Real-World Applications
Getting More provides a plethora of real-world applications. Diamond provides numerous examples from business, politics, and everyday life to illustrate his principles (his methods helped resolve a major labor dispute, facilitated diplomatic negotiations, and even improved relationships between parents and children).
Insurance Negotiations
Diamond includes several examples of insurance negotiations that highlight the effectiveness of his techniques:
1. Claim Negotiations: Diamond discusses how a claimant was negotiating with an insurance company over a disputed claim. Instead of becoming confrontational, the claimant focused on understanding the adjuster’s constraints and pressures. By expressing empathy about the adjuster’s workload, he created a more collaborative atmosphere. He then provided additional documentation and reframed the conversation around fairness and the desire for a mutually acceptable resolution. As a result, the adjuster reconsidered the claim and ultimately offered a settlement that satisfied both parties.
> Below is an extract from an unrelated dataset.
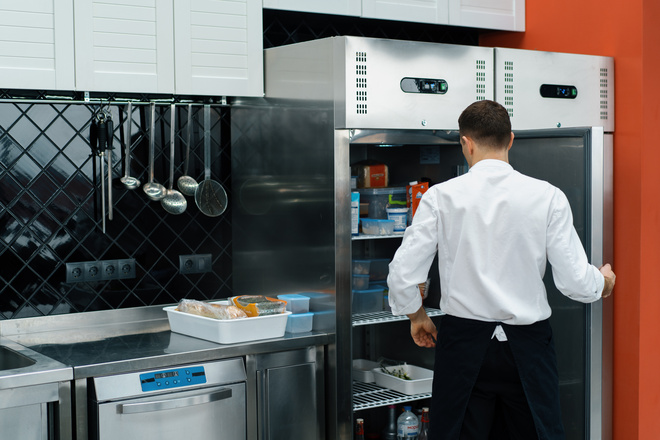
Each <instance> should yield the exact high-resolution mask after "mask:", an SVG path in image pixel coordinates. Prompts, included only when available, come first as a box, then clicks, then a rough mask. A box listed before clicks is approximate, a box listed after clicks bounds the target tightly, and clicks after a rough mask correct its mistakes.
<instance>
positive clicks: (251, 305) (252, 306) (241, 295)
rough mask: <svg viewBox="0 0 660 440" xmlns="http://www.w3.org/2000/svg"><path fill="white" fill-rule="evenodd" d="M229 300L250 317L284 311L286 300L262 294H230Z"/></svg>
mask: <svg viewBox="0 0 660 440" xmlns="http://www.w3.org/2000/svg"><path fill="white" fill-rule="evenodd" d="M229 300H230V301H231V303H232V304H234V305H235V306H236V307H238V308H239V309H241V310H243V311H244V312H245V314H246V315H248V316H250V317H254V316H267V315H276V314H279V313H284V312H285V311H286V301H283V300H280V299H275V298H269V297H267V296H263V295H240V296H232V297H231V298H229Z"/></svg>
2. Premium Reductions: In another example, Diamond describes how a small business owner successfully negotiated lower insurance premiums. The owner did thorough research and gave the insurer data showing lower claims rates and improved safety measures implemented in their business. By presenting this in a respectful and non-confrontational manner and emphasizing the long-term business relationship and potential for future growth, the business owner persuaded the insurer to offer a significant discount on premiums. This approach not only saved money but also strengthened the relationship with the insurer.
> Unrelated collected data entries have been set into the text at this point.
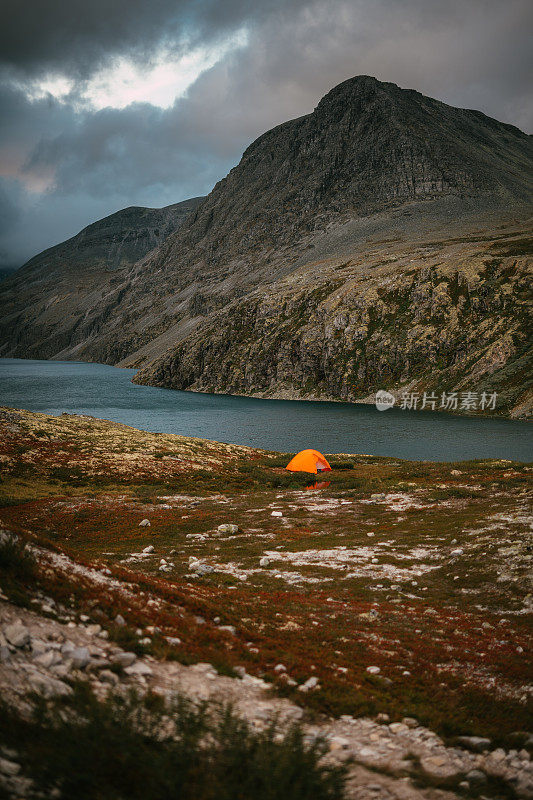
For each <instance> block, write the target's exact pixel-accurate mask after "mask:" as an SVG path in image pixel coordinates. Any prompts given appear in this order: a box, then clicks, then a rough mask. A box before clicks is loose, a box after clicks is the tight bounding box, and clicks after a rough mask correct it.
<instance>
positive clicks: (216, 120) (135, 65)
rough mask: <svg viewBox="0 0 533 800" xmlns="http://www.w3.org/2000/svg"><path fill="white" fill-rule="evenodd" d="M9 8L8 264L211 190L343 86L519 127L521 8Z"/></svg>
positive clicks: (6, 234) (7, 65) (330, 3)
mask: <svg viewBox="0 0 533 800" xmlns="http://www.w3.org/2000/svg"><path fill="white" fill-rule="evenodd" d="M7 5H8V7H9V5H10V4H9V3H8V4H7ZM11 6H12V8H11V12H12V13H10V14H8V24H7V25H5V26H4V27H3V29H2V32H1V33H0V108H1V123H0V213H1V214H2V217H3V219H2V222H1V224H0V261H3V263H4V264H5V265H9V266H12V265H17V264H21V263H23V262H24V261H25V260H26V259H27V258H29V257H31V256H32V255H34V254H35V253H36V252H38V251H39V250H41V249H43V248H45V247H48V246H50V245H52V244H55V243H56V242H58V241H60V240H62V239H64V238H66V237H68V236H71V235H73V234H74V233H76V232H77V231H78V230H79V229H80V228H82V227H84V226H85V225H86V224H89V223H90V222H92V221H94V220H95V219H98V218H100V217H102V216H104V215H106V214H109V213H112V212H113V211H116V210H118V209H119V208H122V207H125V206H129V205H148V206H162V205H167V204H169V203H173V202H178V201H179V200H183V199H185V198H187V197H191V196H195V195H199V194H205V193H207V192H208V191H209V190H210V189H211V188H212V186H213V185H214V183H215V182H216V181H217V180H219V179H220V178H222V177H223V176H224V175H225V174H226V173H227V172H228V170H229V169H230V168H231V167H232V166H233V165H234V164H235V163H237V162H238V160H239V158H240V156H241V154H242V152H243V150H244V149H245V148H246V147H247V145H248V144H249V143H250V142H251V141H252V140H253V139H254V138H256V137H257V136H258V135H260V134H261V133H263V132H264V131H265V130H267V129H269V128H271V127H273V126H274V125H277V124H279V123H281V122H283V121H285V120H287V119H290V118H294V117H297V116H300V115H302V114H306V113H309V112H311V111H312V110H313V108H314V107H315V106H316V104H317V102H318V101H319V100H320V98H321V97H322V96H323V95H324V94H325V93H326V92H327V91H328V90H329V89H331V88H332V87H333V86H335V85H336V84H337V83H339V82H341V81H342V80H345V79H346V78H350V77H352V76H354V75H358V74H369V75H374V76H375V77H377V78H379V79H380V80H388V81H393V82H395V83H398V84H399V85H401V86H405V87H409V88H415V89H418V90H419V91H421V92H423V93H424V94H429V95H431V96H434V97H437V98H439V99H441V100H443V101H445V102H448V103H451V104H453V105H458V106H463V107H469V108H477V109H480V110H482V111H484V112H485V113H487V114H489V115H490V116H493V117H496V118H498V119H501V120H503V121H506V122H510V123H512V124H515V125H518V126H519V127H521V128H522V129H524V130H528V131H529V130H532V129H533V103H532V90H531V86H530V82H529V80H528V78H529V75H530V74H531V60H530V59H531V56H530V52H531V48H530V42H529V41H528V31H529V30H530V29H531V22H532V21H533V20H532V13H531V4H530V3H529V2H527V0H509V2H507V3H506V4H501V3H499V2H496V1H495V0H471V2H469V3H464V2H463V1H462V0H461V2H459V0H457V1H456V0H445V1H444V2H442V0H349V1H346V0H315V1H314V2H313V1H310V0H307V1H306V0H301V2H297V1H296V0H294V1H291V0H289V1H288V2H281V0H279V1H278V2H275V1H274V0H271V2H265V0H262V1H261V0H255V2H254V1H253V0H252V1H250V0H248V1H247V0H228V2H220V0H211V1H209V0H201V1H198V0H178V1H177V2H176V0H172V2H167V1H166V0H154V2H151V3H149V4H148V3H146V2H144V1H143V0H115V2H114V3H108V2H107V0H106V1H105V2H104V0H96V1H95V2H93V3H90V4H87V3H85V2H84V3H81V2H79V0H75V2H66V0H61V2H60V0H53V2H50V0H46V2H44V0H39V2H37V1H36V0H33V2H31V1H30V2H27V3H25V4H20V3H19V4H15V3H14V2H13V3H11ZM124 76H126V77H124ZM174 79H175V90H174V88H173V87H174V84H173V81H174ZM126 84H127V85H126ZM162 84H163V88H162ZM132 87H133V91H134V96H135V100H134V102H129V100H128V98H129V97H130V95H129V94H127V91H131V90H132ZM121 93H123V96H124V97H125V98H126V99H125V100H124V101H123V102H121ZM139 95H140V96H139ZM162 97H163V98H167V97H168V100H166V99H165V100H161V98H162ZM1 265H2V264H0V266H1Z"/></svg>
3. Health Insurance Benefits: Diamond also recounts the story of an employee negotiating for better health insurance benefits during a job offer. Instead of demanding specific benefits upfront, the employee asked detailed questions about the company’s health insurance policies and expressed genuine interest in understanding the options available. By being flexible and willing to explore different possibilities, the employee identified a plan that better suited their needs without additional cost to the employer. This negotiation resulted in a win-win: the employee felt valued and the employer managed to stay within budget.
Conclusion
Stuart Diamond’s Getting More is more than just a book on negotiation; it is a guide to understanding human behavior and building better relationships. By shifting the focus from winning at all costs to achieving mutual gains, Diamond offers a blueprint for more effective and fulfilling negotiations in all areas of life. Whether you are a business professional, a diplomat, a parent, or simply someone looking to improve your everyday interactions, Getting More offers invaluable insights and practical tools to help you achieve your goals.